Pollyanna makes her way into psychological research too. The ‘Pollyanna Principle’ studied by researchers Matlin and Stang, states that “people (other than those suffering from depression or anxiety) process pleasant information more accurately and efficiently than less pleasant information.” In other words, we are wired to observe and remember the positive aspects of experiences over the negative aspects. We are designed to be resilient even in difficulty, and we all have the potential to be influenced by simple gladness.
But life isn’t always simple. It isn’t always easy to be glad in some of the situations we find ourselves. We struggle with degrees of anxiety and depression. Is it relevant or even reasonable for the writer of Psalm 16 to even suggest that gladness is germane to our situation?
“Therefore my heart is glad and my tongue rejoices;” David observes.
He seems authentic; it’s not just a mask of cheeriness hiding sorrow or anger or frustration underneath. He says the gladness is heartfelt. It’s deep inside him and finding its way out in his speech and maybe even in song. that’s something we all could use. Our society is dying to know where that comes from, and how to access it. Look at the facts.

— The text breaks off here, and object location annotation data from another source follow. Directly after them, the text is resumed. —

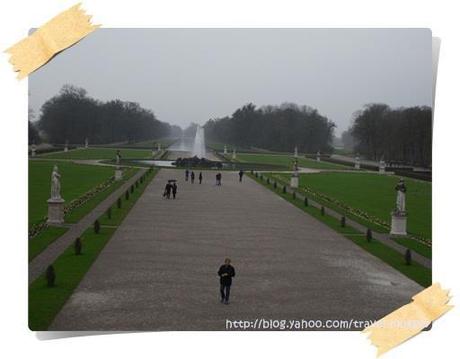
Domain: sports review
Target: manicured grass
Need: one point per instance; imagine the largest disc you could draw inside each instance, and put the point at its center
(416, 246)
(415, 271)
(286, 161)
(98, 153)
(43, 239)
(118, 214)
(375, 194)
(152, 144)
(76, 180)
(45, 303)
(78, 213)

The Mood Disorders Society of Canada explains, “Mental health (or well being) is an ideal we all strive for.” It goes on to say that the chances of having a mental illness in our lifetime in Canada are one in five. By that they mean depression, anxiety, eating disorders and other more complex disturbances that affect day-to-day functioning. One in five sounds unnerving. It could mean you or me. They go on to say that mental health is about “learning the coping skills to deal with life’s ups and downs.” This is the relevant connection to the psalmist’s phrase in Psalm 16. The psalmist is actually showing us coping skills the Spirit of God has helped him discern.

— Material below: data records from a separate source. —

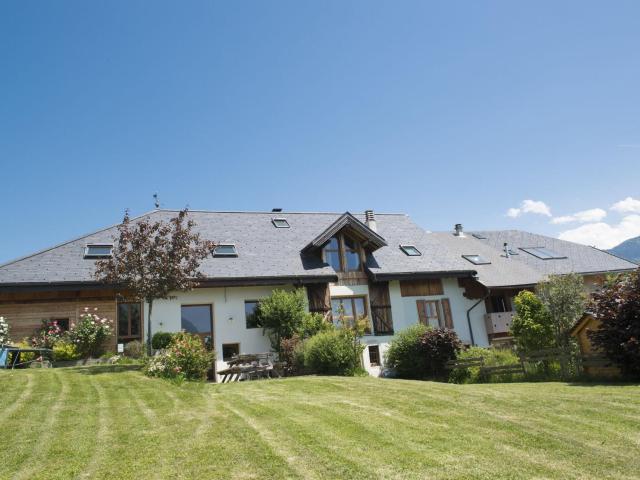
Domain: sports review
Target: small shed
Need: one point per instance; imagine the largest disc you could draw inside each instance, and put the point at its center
(588, 323)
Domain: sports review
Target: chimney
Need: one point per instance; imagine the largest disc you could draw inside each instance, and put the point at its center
(370, 220)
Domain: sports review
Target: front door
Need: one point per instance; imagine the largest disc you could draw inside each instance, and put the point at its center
(198, 320)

Here is what David observes: he is finding that his gladness is an effect brought about by a series of earlier events in his life. We know this because he begins his observation by saying, “Therefore.” Have you heard that whenever we see the term therefore, we need to look to see what it is there for? The term therefore means, ‘for that reason’, ‘consequently’, or ‘as a result,’ so we need to go back a step and find out what it is that precedes and initiates the psalmist’s gladness. He’s human. He needs as much reason to be glad as the next person.
So we go back a verse to remind ourselves what we discovered in ‘Part 8: Dependable Presence.’ Psalm 16:8 reads, “I have set the LORD always before me. Because he is at my right hand, I will not be shaken.” Remember? When we choose a mindset of focusing on God’s dependable presence with us, we are strengthened. Mentally. Emotionally. Morally. And more than that, we are gladdened.
It’s all about God’s presence. Accepting it, welcoming it, depending upon it for every breath we take, every decision we make and every challenge we face is the path to gladness. And gladness is not intended to be an addendum to life. It is designed to be at its core. It is the atmosphere in which God intended we live when he first placed us here on this planet, and it is the promise He will ultimately fulfill in our lives when we leave this life and move into eternity with Him.
We cannot access this gladness on our own. We’ve all tried. We’ve grasped moments of it, to be sure, but we’ve all felt it slip away like water between fingers. We can’t have sunlight without the sun itself. We can’t have true gladness without God, because God is Gladness itself.
So take a step toward God. We all need to. As we open our minds to think on His presence today, this minute and the next throughout our day, see if a deep gladness of heart doesn’t begin to bubble to the surface. It’s not dependent on our situation but entirely on His awesome, overwhelming, loving presence. Thank you, Father, for your gift of gladness.